Double stitching on leather is a strong, decorative, and durable method — often seen in saddlery, belts, watch straps, and high‑end leather goods. It’s usually done with the saddle stitch technique, but you can also use a sewing machine with the right setup.
I’ll break it down for hand‑sewing (most common for leather) and machine‑sewing.

1. Hand Double Stitching (Saddle Stitch Method)
This is the gold standard for leather — it’s stronger than a lock stitch and looks beautiful.
You’ll need:
- Two harness needles (blunt‑tip leather needles)
- Waxed thread (polyester or linen)
- Leather pricking iron or stitching chisel (to make evenly spaced holes)
- Mallet (to drive the chisel through)
- Stitching pony/clamp (to hold leather steady)
- Wing divider (optional, to mark stitch line)
- Beeswax (optional, for thread smoothness)
Steps:
- Mark your stitch line — use a wing divider to make a guide line 2–4 mm from the edge.
- Punch evenly spaced holes — use a pricking iron or stitching chisel, strike with a mallet, through both layers of leather.

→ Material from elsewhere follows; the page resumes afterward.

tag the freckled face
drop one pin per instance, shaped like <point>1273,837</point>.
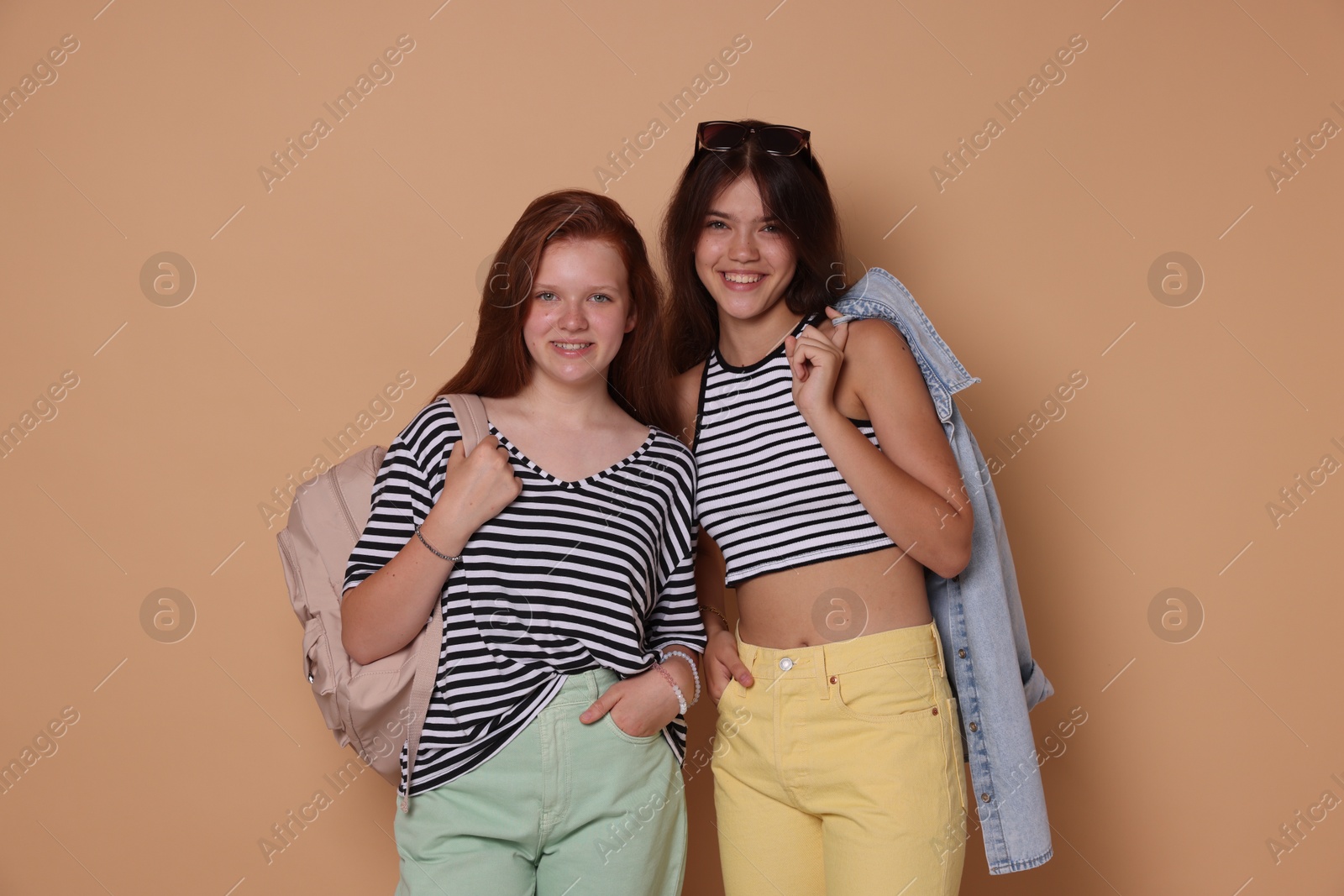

- Thread both ends of your waxed thread onto two needles.
- Start stitching:
- Pass Needle A through the first hole from the right.
- Pass Needle B through the same hole from the left.
- Pull both ends tight so the thread sits evenly.
- Repeat for each hole — always pass one needle from each side through every hole.
- Finish with a backstitch — go back 2–3 holes to lock the stitch.
- Trim and burn the ends (melt with a lighter if synthetic thread, or tap down with a hammer for natural thread).
✅ Why it’s called “double stitching” here: You’re putting a thread through from both sides of each hole — so there’s effectively two threads crossing in each stitch.
2. Machine Double Stitching
If you’re using a walking‑foot sewing machine designed for leather:
- Use heavy-duty bonded nylon/polyester thread (Tex 70–135).
- Install a leather point needle.
- Backstitch at the start and end — this will create a reinforced double line.
- If you want the look of hand‑saddle stitching, some machines have a “double needle” setup that stitches two parallel lines at once.
Tips for a Neat Double Stitch
- Even hole spacing is the most important — use quality chisels.
- Keep thread tension consistent — too tight and it puckers, too loose and it gaps.
- For decorative work, use contrast thread (e.g., white thread on brown leather).
- For strength, use slightly longer stitches (around 3–4 mm spacing for belts, 2.5–3 mm for wallets).